Einride lists on Nasdaq at 135bn via SPAC down from 5bn
Swedish driverless trucking company Einride listed on Nasdaq via SPAC at $1.35bn, down 73% from the $5bn once discussed with banks. Autonomous trucking rivals Aurora and Kodiak have struggled after listing. Revenue not disclosed.TL;DR
Einride, the Swedish electric and autonomous trucking startup, began trading on the Nasdaq on Wednesday through a merger with blank-check firm Legato Merger Corp III. The deal values the company at approximately $1.35 billion pre-money, down from the $1.8 billion announced in November and well below the roughly $5 billion discussed in earlier IPO talks with banks, according to the Financial Times.
CEO Roozbeh Charli said the company accepted the lower valuation to attract better investors. “We chose to prioritise bringing in good investors at a valuation that we felt was appropriate,” he said.
Charli is banking on SpaceX's IPO later this week to generate broader interest in deep tech listings. “It will absolutely put a spotlight on deep tech and the major technological shifts that are taking place,” he said.
Whether the SpaceX halo effect extends to a $1.35 billion SPAC listing for an autonomous trucking company is an open question.
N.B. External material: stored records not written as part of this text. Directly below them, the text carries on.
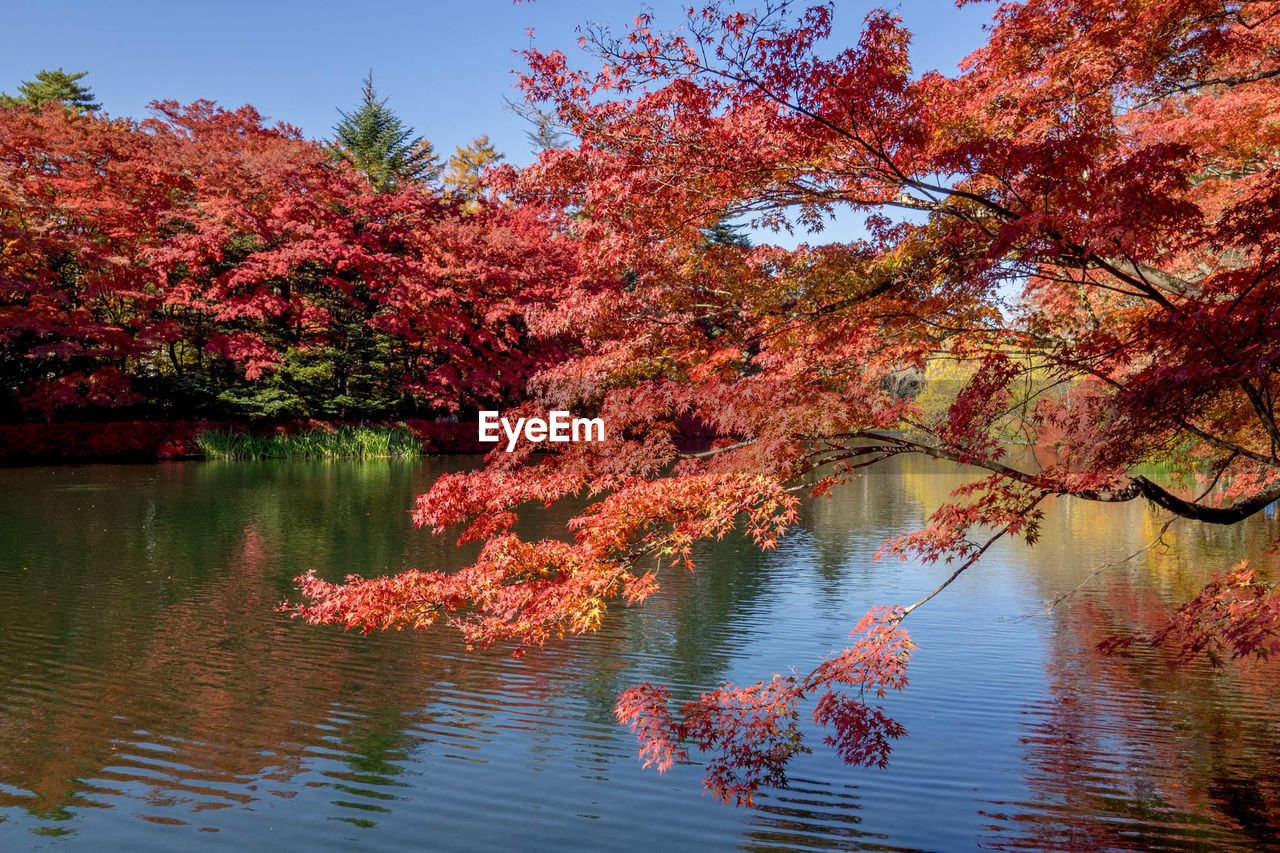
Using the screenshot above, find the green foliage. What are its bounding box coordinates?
[0,68,102,113]
[196,427,422,460]
[333,72,442,190]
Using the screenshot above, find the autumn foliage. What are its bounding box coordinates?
[0,101,576,419]
[0,0,1259,802]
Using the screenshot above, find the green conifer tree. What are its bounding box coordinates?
[333,72,442,190]
[0,68,102,113]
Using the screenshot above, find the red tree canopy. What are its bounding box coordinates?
[0,101,577,415]
[288,0,1280,802]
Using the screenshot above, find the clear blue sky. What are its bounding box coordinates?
[0,0,993,242]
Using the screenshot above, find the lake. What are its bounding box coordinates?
[0,457,1280,852]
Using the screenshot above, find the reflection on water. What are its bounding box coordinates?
[0,460,1280,850]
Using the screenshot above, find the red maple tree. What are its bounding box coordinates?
[296,0,1280,802]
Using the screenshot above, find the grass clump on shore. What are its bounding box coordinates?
[196,427,422,460]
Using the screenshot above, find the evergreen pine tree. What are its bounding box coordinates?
[0,68,102,113]
[333,72,442,190]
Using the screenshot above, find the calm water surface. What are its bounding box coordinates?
[0,459,1280,852]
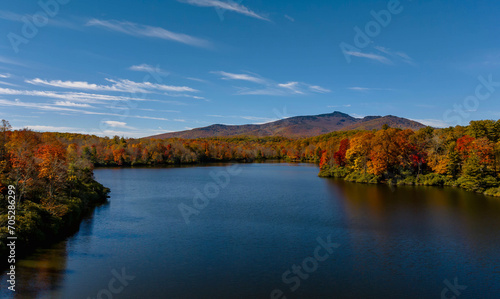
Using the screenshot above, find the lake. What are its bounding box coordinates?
[0,164,500,298]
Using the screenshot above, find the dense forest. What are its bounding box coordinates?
[0,120,500,266]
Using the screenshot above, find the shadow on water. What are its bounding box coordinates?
[0,202,109,298]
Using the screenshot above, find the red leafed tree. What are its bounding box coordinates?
[35,144,68,197]
[333,138,350,167]
[319,151,328,168]
[455,135,475,161]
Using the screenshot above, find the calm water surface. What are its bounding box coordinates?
[0,164,500,298]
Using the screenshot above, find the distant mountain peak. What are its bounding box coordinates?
[147,111,425,139]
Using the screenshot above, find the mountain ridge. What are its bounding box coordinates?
[145,111,426,139]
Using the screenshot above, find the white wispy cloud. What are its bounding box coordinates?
[0,87,160,104]
[0,81,19,87]
[103,120,135,129]
[309,85,332,93]
[25,78,198,93]
[347,86,394,91]
[0,55,26,67]
[278,82,304,94]
[0,99,168,121]
[129,63,168,76]
[211,71,331,96]
[86,19,211,48]
[54,101,94,108]
[0,10,78,29]
[345,51,391,64]
[178,0,270,21]
[211,71,267,84]
[375,46,416,65]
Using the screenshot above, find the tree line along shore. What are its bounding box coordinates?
[0,120,500,263]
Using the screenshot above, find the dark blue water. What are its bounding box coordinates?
[0,164,500,298]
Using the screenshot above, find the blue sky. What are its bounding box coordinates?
[0,0,500,137]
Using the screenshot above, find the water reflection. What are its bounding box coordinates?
[0,203,108,298]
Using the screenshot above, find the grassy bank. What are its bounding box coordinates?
[0,180,109,267]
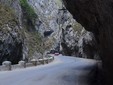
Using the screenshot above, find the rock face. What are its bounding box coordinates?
[63,0,113,85]
[61,22,99,59]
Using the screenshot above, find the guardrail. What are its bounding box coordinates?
[0,56,54,71]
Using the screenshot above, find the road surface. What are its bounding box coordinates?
[0,56,96,85]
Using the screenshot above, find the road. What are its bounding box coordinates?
[0,56,97,85]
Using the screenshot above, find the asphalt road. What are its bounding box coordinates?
[0,56,97,85]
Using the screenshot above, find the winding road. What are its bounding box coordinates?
[0,55,97,85]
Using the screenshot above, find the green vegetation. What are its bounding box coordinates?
[20,0,37,25]
[0,4,17,29]
[73,22,83,33]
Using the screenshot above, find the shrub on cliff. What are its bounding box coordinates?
[20,0,37,26]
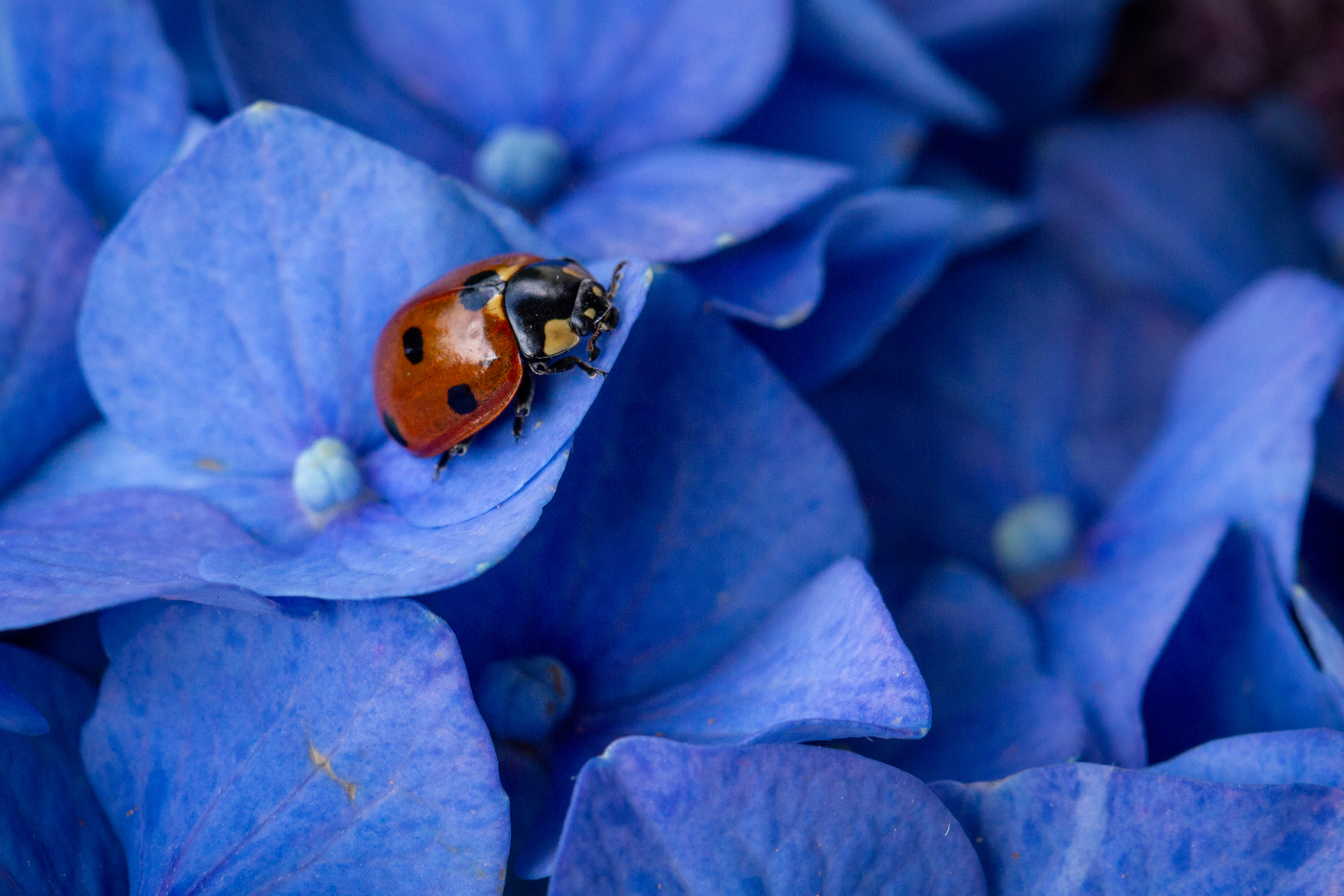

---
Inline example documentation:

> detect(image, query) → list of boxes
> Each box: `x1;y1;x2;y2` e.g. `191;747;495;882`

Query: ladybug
373;254;625;478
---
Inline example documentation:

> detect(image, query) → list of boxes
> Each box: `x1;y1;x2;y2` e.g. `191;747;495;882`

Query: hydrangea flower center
992;494;1078;577
293;436;364;514
475;125;570;208
475;655;574;743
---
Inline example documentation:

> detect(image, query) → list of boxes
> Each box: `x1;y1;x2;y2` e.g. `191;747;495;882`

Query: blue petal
0;490;275;629
588;559;928;743
80;105;508;478
858;567;1086;781
366;262;653;526
731;189;965;392
430;265;869;709
0;125;98;489
730;59;928;188
1042;274;1344;766
933;763;1344;896
200;445;570;601
0;645;126;896
1035;108;1320;319
351;0;791;163
83;601;508;894
815;239;1188;570
1142;529;1344;762
798;0;999;130
540;145;850;262
1149;728;1344;787
889;0;1123;128
550;738;985;896
0;0;187;221
206;0;475;178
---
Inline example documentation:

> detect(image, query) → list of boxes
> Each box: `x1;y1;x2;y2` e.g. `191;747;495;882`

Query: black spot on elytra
402;326;425;364
383;414;406;447
447;382;475;416
457;270;504;312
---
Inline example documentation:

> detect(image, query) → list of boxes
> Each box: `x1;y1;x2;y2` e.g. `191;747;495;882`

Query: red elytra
373;252;543;457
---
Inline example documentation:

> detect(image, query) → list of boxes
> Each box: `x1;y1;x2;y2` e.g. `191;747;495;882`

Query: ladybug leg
528;354;606;376
434;436;475;482
514;367;533;442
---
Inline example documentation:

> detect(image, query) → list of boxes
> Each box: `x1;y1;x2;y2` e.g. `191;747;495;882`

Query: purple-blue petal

The two businesses have little in common beyond the “deep tech” label.
Einride's US-listed autonomous trucking rivals have not fared well. Aurora Innovation and Kodiak AI both saw weak post-listing share performance, underscoring the difficulty of sustaining public-market valuations in a sector where commercialisation timelines keep slipping.
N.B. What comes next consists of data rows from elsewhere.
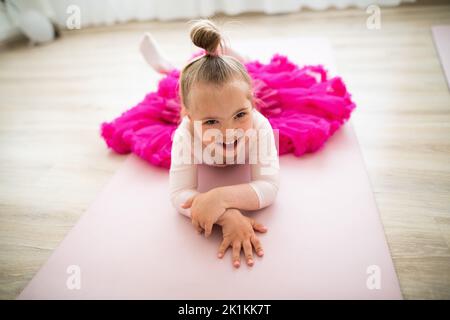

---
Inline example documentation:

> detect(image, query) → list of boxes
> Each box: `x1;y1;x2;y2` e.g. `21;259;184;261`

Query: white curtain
46;0;415;27
0;0;415;41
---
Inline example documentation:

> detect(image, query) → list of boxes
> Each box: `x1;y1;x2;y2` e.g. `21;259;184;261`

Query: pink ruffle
101;54;355;168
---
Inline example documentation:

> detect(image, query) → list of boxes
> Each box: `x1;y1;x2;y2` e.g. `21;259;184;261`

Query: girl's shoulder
252;108;272;129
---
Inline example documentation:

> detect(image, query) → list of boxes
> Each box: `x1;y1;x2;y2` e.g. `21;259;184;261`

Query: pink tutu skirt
101;54;355;168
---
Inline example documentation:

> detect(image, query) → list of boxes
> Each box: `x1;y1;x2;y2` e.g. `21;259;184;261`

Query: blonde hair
179;19;253;108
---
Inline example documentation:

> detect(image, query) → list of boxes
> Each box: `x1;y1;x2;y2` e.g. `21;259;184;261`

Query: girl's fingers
233;241;241;268
217;239;230;259
205;222;213;238
250;235;264;257
250;219;267;233
192;219;203;233
181;196;194;209
243;240;253;267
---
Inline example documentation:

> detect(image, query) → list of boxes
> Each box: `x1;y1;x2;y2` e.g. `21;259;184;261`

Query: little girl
170;20;279;267
102;20;355;267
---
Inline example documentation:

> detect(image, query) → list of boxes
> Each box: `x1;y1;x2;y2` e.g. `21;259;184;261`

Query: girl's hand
182;189;227;237
217;209;267;268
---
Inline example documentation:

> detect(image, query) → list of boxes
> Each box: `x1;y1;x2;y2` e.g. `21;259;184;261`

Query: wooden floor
0;6;450;299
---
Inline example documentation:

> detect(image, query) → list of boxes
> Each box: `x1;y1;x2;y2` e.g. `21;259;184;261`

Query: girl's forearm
211;183;260;211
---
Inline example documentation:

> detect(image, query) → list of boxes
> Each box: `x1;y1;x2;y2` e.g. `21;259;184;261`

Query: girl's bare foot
139;33;175;74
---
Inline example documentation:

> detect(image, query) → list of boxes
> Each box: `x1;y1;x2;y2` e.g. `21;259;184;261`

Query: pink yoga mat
19;40;401;299
431;26;450;89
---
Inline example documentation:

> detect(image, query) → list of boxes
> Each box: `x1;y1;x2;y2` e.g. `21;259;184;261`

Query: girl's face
186;80;253;148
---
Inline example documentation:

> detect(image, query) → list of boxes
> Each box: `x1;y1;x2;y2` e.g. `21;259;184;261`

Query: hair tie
205;50;219;57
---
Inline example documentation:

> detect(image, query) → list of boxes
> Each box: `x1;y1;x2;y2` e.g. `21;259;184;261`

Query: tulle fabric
101;53;355;168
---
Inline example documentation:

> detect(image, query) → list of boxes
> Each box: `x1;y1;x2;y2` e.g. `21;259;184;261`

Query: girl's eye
235;111;247;119
203;119;217;126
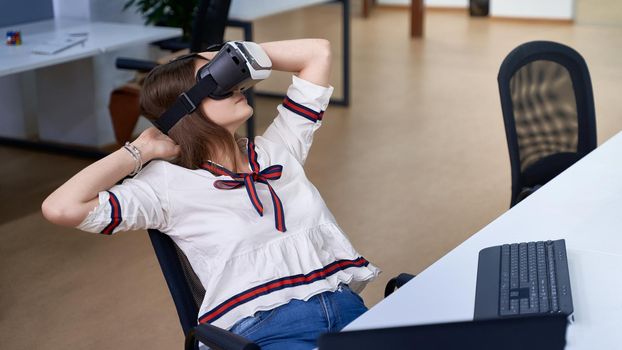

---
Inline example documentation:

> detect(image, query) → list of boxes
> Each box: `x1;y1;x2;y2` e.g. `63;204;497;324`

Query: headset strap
152;74;218;134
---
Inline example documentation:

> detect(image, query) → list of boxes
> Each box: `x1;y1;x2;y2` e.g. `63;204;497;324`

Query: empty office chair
149;230;259;350
497;41;596;207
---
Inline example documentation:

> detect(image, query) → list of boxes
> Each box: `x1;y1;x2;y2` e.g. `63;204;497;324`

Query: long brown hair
140;58;239;171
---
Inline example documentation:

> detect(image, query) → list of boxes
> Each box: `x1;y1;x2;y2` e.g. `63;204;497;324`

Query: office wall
0;0;54;27
378;0;575;19
53;0;161;146
377;0;469;8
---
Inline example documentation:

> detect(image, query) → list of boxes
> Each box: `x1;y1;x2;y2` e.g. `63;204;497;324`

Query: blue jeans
231;284;367;350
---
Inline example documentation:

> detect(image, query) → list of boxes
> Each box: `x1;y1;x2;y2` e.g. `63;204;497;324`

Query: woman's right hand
132;126;180;162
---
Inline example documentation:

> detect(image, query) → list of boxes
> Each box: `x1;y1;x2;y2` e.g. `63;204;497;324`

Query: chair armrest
115;57;159;72
384;273;415;298
185;324;259;350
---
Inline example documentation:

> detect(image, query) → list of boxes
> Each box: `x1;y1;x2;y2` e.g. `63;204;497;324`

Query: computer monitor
318;315;568;350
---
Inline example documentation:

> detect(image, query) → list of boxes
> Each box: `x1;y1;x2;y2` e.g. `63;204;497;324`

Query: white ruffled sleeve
77;161;171;235
263;76;333;164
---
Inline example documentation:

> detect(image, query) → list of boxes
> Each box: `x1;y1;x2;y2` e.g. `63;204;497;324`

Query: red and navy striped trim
201;141;287;232
100;191;123;235
199;257;369;323
283;96;324;123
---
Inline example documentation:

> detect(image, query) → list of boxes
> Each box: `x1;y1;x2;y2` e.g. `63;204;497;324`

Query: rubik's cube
6;31;22;46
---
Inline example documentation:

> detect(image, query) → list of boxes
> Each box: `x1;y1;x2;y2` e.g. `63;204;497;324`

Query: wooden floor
0;5;622;350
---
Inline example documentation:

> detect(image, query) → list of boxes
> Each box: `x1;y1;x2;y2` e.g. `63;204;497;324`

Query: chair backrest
148;230;205;335
497;41;596;206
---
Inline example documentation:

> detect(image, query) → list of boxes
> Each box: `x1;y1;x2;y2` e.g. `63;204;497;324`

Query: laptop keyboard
499;240;572;316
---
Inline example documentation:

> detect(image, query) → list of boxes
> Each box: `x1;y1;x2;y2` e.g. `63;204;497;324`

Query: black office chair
497;41;596;207
148;230;259;350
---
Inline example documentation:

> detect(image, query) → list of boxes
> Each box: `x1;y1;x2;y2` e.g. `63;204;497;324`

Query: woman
42;39;379;349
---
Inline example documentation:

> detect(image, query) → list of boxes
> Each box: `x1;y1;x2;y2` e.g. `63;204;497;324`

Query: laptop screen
318;315;567;350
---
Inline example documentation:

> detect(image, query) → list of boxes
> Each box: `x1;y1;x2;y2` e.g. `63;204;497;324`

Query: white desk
0;19;181;146
346;133;622;349
0;19;181;77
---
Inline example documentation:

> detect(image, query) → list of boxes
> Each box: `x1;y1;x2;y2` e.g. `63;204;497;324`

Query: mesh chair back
148;230;205;335
498;41;596;206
“We're all going after roughly the same market to some extent,” Charli said. “But we're approaching it from different angles.”
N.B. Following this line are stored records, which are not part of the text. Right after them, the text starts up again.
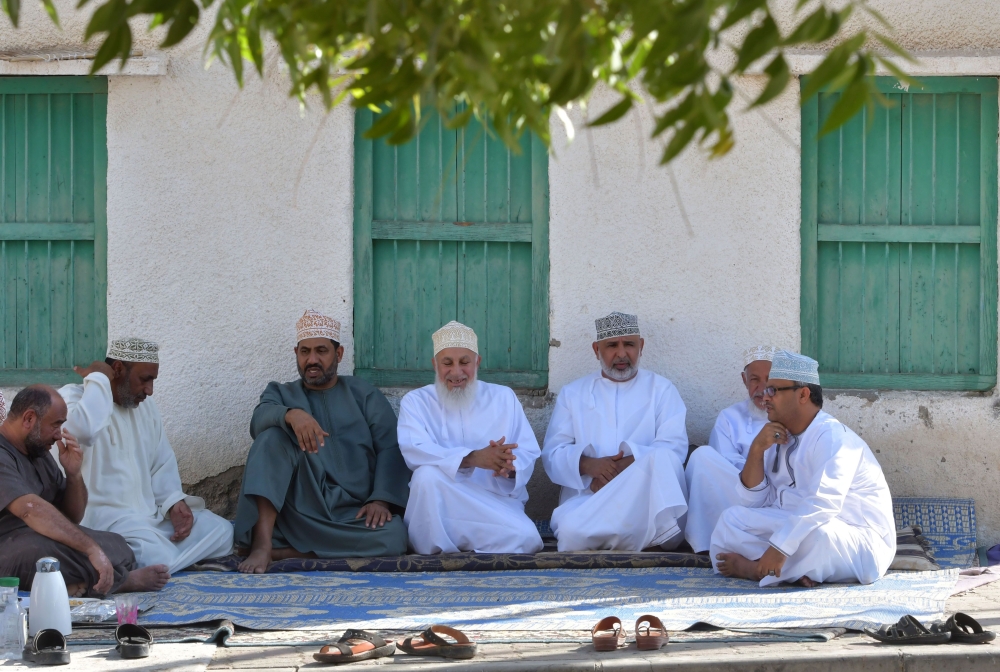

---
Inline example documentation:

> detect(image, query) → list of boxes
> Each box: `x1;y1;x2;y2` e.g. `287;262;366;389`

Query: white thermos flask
28;558;73;637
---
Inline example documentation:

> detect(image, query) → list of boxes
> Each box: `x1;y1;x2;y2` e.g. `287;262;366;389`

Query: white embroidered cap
431;320;479;355
594;311;639;341
295;309;340;343
768;350;819;385
743;345;778;369
107;337;160;364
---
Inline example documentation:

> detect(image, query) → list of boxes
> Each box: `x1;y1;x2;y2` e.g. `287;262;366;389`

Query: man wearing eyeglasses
711;350;896;586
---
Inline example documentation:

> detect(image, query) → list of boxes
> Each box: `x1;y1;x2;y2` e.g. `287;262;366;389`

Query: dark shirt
0;435;66;537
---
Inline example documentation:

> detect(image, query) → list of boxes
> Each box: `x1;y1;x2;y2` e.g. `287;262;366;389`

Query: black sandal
944;613;996;644
21;630;69;665
115;623;153;658
313;630;396;665
865;615;951;644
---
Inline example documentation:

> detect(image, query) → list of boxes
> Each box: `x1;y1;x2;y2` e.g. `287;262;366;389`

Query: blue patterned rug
140;567;958;631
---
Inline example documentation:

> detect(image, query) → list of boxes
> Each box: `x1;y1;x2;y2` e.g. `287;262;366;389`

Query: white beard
434;372;479;411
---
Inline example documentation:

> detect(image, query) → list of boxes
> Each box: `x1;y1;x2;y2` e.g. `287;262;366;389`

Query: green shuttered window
354;110;549;388
802;77;998;390
0;77;108;386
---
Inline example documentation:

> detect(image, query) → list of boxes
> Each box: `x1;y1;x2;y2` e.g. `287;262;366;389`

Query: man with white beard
684;345;775;553
398;322;542;555
542;312;688;551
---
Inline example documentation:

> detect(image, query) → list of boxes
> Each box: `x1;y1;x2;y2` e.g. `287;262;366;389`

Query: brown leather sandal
635;614;670;651
590;616;625;651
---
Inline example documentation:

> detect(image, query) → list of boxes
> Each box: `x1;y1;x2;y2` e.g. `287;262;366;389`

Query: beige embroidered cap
431;320;479;355
295;309;340;343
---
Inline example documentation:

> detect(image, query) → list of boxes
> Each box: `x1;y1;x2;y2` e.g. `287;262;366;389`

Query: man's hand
56;429;83;478
757;546;786;580
73;360;115;380
354;499;392;529
285;408;330;453
87;543;115;595
167;499;194;541
460;436;517;475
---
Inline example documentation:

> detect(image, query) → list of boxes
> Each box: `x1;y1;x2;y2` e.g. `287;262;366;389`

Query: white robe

Einride builds electric trucking software and autonomous driving systems rather than retrofitting existing diesel trucks. The company was founded in Stockholm in 2016 and designs cab-less electric freight vehicles for logistics and warehouse operations.
Capital Group and EQT Ventures remain the largest shareholders after the transaction, followed by Alyeska Investment Group.
The valuation dropped from $5 billion (bank discussions) to $1.8 billion (November announcement) to $1.35 billion (final deal). That trajectory suggests the market priced autonomous trucking lower at every stage of the process. Charli frames it as a deliberate choice to attract quality investors, but valuation compression of 73% from the original discussions is significant regardless of the reason.
The truck industry's transition from diesel has proved slower and more complicated than Einride initially anticipated, with high vehicle costs and charging infrastructure constraints among the headwinds. Revenue, profitability, and unit deployment figures have not been disclosed in the Bloomberg reporting. A SPAC listing rather than a traditional IPO also means Einride did not face the same scrutiny from underwriters that a conventional offering requires.